Barry Shell answered on January 3, 2002, A:

This is difficult to answer in a simple way, but fundamentally scientists use a combination of very clever chemistry and mathematics to locate genes. It's a lot of hard work. Initially, the rough location of a gene can be discovered by very old fashioned genetic techniques that simply look at the way traits are expressed after breeding two individuals. This is all about dominant and recessive genes, recombination, and especially linking. You will need to look all this up in an introductory biology book because it is impossible to explain it all in this answer.

Basically, genes can be linked to one another. That is, when an individual reproduces and the genes from the father combine with those of the mother and there is a natural mixup in the copying of the genes (a mutation), this mixup does not affect just one gene, but usually a group of genes. Since the group of genes contain the code for a number of various things, when the mutation happens the resulting individual has traits that are coupled to each other. This is called linking. For instance, the gene for Cystic Fibrosis is probably linked to a gene that provides resistance to certain diarrhea diseases. Ultimately, through a lot of hard work, geneticists find literally millions of such linkages and by examining different recombinations of genes they can work out the frequency of these linkings. This is where the math comes in. It turns out that the more frequent the linking, then the closer the two linked genes must be on the chromosome. In this way you eventually get a map of the chromosome and where certain genes are.

From David Baillie, SFU geneticist: "It is really quite simple, in old days (the way CF was done by Francis Collins and Lap-Chee Tsui) the gene is found by virtue of the fact it is near to something else that you already know how to detect. In the simplest case, the gene that causes the problem might be close to another gene that has a known location on a chromosome. Since chromosomes are linear, one need only move from the position of the known gene until one encounters the gene responsible for the genetic problem.
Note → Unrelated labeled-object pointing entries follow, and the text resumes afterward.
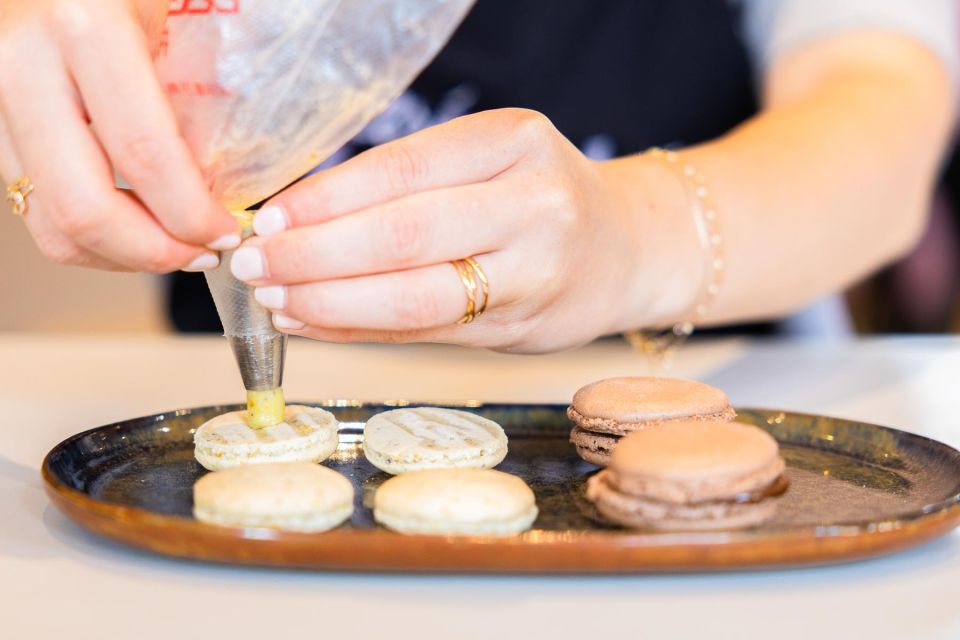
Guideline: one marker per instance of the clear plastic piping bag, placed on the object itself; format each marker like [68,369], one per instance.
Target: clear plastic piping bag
[265,90]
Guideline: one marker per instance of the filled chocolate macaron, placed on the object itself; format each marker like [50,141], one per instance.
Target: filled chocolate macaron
[607,410]
[693,475]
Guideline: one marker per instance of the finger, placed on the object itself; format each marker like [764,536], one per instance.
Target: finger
[424,298]
[473,148]
[118,84]
[74,205]
[49,241]
[418,230]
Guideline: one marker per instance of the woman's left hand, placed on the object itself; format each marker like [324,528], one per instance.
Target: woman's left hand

It's really just that straight forward, it used to take a long long time, but now the human genome has been sequenced it has become much easier, one can find all the "candidate genes" by simply looking at the DNA sequence in the computer. Of course, demonstrating the gene is the one that causes the problem is still a challenge."

Sometimes you just have markers for a particular gene. That is, if you think of a city street map, you know where the road intersections are on the map, but you don't know the house numbers in between.

Then comes sequencing. This is how you figure out the house numbers. Using special DNA chemicals that have florescent chemical tags, little chunks of DNA can be chopped and then replicated, often inside yeast or bacteria, then chopped again and chemically treated, and finally sorted by size using a kind of "jello" with electricity passing through it called electrophoresis. The electricity causes the different chunks to move at different speeds, and the florescent dye can be "seen" by a special laser. In this way, the exact sequence of DNA can be worked out. One explanation is at http://www.ultranet.com/~jkimball/BiologyPages/D/DNAsequencing.html

After the sequence is worked out, and the map is known, and you know all the streets and house numbers, then you still don't know "who lives in the houses". With the human genome project scientists have got most of the map and sequence figured out, but they have only "knocked on a few doors" to find out what the genes do.